ジェスカイコントロールで悩ましいのがミラーマッチ対策。
《ドビンの拒否権》《神秘の論争》を乗り越えるために《サメ台風》に加えて《終局の始まり》のようなカードが採用されていましたが、《大魔導師の魔除け》が入ってからはコントロール奪取という裏目ができてパワーダウン。《目覚めた猛火、チャンドラ》《パルン、ニヴ=ミゼット》《原初の潮流、ネザール》といったカードも強力ですが、メインに大きなアクションをするのはリスクが生じます。
そんな悩みを解決してくれるのが今回登場した《船砕きの怪物》!「カウンターされない」「瞬速」という重要なキーワードを持ちつつ、一度戦場に出ればゲームを掌握するほどの力を秘めています。スタンダードで大暴れしているこのカード、ヒストリックで使ってももちろん強い!!
《邪悪な熱気》をはじめとした火力除去は当然として、確定除去としてよく採用される《裁きの一撃》でも死なないので、除去するのは困難。しかもスタンダードと異なり《ゼロ除算》はほとんど採用していないので、何も気にすることなく戦場に降臨し、ゲームを支配してくれるでしょう。
《船砕きの怪物》対策になる運用できる汎用除去として評価が上がっているのがこのカード。もちろん相手に1ドローを与えるのは厳しいですが、相手のサイズを気にせず除去できるというのは、コントロールにとって嬉しいです。
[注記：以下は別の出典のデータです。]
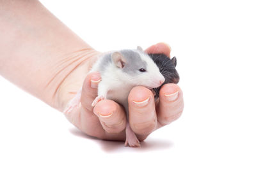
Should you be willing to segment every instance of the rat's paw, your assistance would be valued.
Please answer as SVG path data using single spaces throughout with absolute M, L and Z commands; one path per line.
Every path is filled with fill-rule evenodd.
M 77 104 L 68 106 L 68 107 L 63 111 L 64 114 L 65 115 L 68 114 L 72 110 L 74 110 L 75 108 L 77 108 L 77 106 L 78 106 Z
M 140 147 L 140 144 L 137 137 L 135 136 L 134 133 L 133 135 L 126 136 L 125 143 L 124 146 L 130 147 Z
M 134 132 L 132 131 L 127 122 L 125 129 L 126 139 L 124 146 L 130 147 L 140 147 L 139 140 L 137 139 Z
M 92 106 L 94 107 L 100 101 L 104 100 L 106 98 L 103 96 L 97 96 L 92 103 Z

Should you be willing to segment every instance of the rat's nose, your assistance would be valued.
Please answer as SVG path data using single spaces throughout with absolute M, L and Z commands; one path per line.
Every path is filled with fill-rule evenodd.
M 159 86 L 161 85 L 165 81 L 164 76 L 159 81 Z

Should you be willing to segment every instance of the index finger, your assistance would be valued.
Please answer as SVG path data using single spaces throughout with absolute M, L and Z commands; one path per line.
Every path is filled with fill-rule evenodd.
M 166 43 L 159 43 L 147 48 L 145 52 L 147 53 L 164 53 L 170 57 L 171 47 Z

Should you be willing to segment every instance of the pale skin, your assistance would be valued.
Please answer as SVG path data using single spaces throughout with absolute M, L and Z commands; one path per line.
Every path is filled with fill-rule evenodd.
M 61 112 L 82 87 L 81 104 L 65 115 L 68 120 L 88 135 L 125 140 L 123 107 L 108 99 L 92 106 L 100 75 L 87 73 L 101 52 L 38 1 L 0 1 L 0 37 L 1 76 Z M 145 52 L 170 57 L 171 48 L 160 43 Z M 140 141 L 177 120 L 184 108 L 182 91 L 175 84 L 161 88 L 157 104 L 143 87 L 134 87 L 128 101 L 130 125 Z

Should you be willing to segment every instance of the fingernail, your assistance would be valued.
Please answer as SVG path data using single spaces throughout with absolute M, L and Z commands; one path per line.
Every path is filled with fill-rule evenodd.
M 99 115 L 100 115 L 100 117 L 103 117 L 103 118 L 107 118 L 107 117 L 110 117 L 112 115 L 113 113 L 109 113 L 107 114 L 101 114 L 101 113 L 99 113 Z
M 146 106 L 148 103 L 148 101 L 149 101 L 149 97 L 147 99 L 145 99 L 145 100 L 144 100 L 143 101 L 133 101 L 132 102 L 134 103 L 135 103 L 136 104 L 137 104 L 138 106 Z
M 98 84 L 101 81 L 101 79 L 99 80 L 91 80 L 91 87 L 93 89 L 98 88 Z
M 164 94 L 164 95 L 168 101 L 173 101 L 176 100 L 176 99 L 178 97 L 178 94 L 179 91 L 173 94 Z

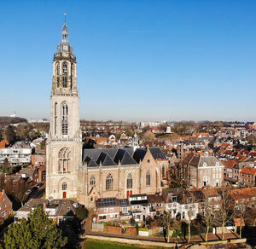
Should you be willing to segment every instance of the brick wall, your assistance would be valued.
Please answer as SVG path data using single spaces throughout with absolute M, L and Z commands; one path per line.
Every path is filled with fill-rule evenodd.
M 122 228 L 121 227 L 104 226 L 103 232 L 121 235 L 122 234 Z
M 127 227 L 126 228 L 126 235 L 132 235 L 132 236 L 137 235 L 137 228 Z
特に最近は上述したヘリオッドカンパニーやセレズニア人間カンパニーが簡単にタフネス4以上のクリーチャーを作ってくるので、アグロとコントロールの両方を見ることができる除去として、重宝することでしょう。
■おわりに
これまでチャンピオンシップの前にはSCGのPTQやその他大型大会が開催されていることが多かったので、今回のように新エキスパンション発売後に情報がない状態で臨むのは久しぶりとなります。
魔境ヒストリックの勝ち組になるのは何か?各国の強豪チームはオリジナルデッキを作って持ってくるのか?そういったところにも注目しながら楽しんでもらえればと思います!
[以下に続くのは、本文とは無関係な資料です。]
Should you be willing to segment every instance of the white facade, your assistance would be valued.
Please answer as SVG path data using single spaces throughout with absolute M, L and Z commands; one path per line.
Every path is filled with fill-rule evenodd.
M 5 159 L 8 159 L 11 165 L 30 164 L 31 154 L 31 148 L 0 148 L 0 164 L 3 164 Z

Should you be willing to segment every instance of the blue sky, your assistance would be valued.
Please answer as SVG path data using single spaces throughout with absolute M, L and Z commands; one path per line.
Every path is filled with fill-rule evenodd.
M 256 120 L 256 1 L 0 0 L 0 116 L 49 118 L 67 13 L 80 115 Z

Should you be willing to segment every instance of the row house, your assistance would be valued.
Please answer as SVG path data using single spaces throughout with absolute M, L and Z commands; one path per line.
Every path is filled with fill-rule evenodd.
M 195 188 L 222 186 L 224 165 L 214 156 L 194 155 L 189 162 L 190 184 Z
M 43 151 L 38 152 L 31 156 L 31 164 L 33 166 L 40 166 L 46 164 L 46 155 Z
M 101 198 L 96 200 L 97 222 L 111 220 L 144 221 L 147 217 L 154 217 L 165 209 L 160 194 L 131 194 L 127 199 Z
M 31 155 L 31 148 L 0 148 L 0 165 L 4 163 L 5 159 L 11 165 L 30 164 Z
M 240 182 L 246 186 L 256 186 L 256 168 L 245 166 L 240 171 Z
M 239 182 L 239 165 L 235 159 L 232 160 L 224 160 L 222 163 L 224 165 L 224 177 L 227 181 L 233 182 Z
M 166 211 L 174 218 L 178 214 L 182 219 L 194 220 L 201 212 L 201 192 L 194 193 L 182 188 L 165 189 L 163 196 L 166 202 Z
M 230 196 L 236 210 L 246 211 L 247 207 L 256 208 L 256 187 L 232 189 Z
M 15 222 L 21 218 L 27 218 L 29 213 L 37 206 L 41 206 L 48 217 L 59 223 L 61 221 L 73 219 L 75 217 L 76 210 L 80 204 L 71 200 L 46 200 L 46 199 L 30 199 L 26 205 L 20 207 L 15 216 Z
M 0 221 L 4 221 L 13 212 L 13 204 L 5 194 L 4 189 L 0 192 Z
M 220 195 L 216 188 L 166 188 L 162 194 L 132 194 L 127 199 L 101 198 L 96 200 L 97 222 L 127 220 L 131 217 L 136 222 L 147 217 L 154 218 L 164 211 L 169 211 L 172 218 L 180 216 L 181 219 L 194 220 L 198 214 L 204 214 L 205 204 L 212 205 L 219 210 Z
ヒストリックは非常に多彩です。このメタゲーム、読み切ることができるか?
僕も従来通りチームで調整しているので、今の段階では全くデッキは決まっていませんがベストなデッキを持ち込めるよう、残り数日頑張ります!
それでは今回はここまで。次回はチャンピオンシップのレポートを予定しています。お楽しみに!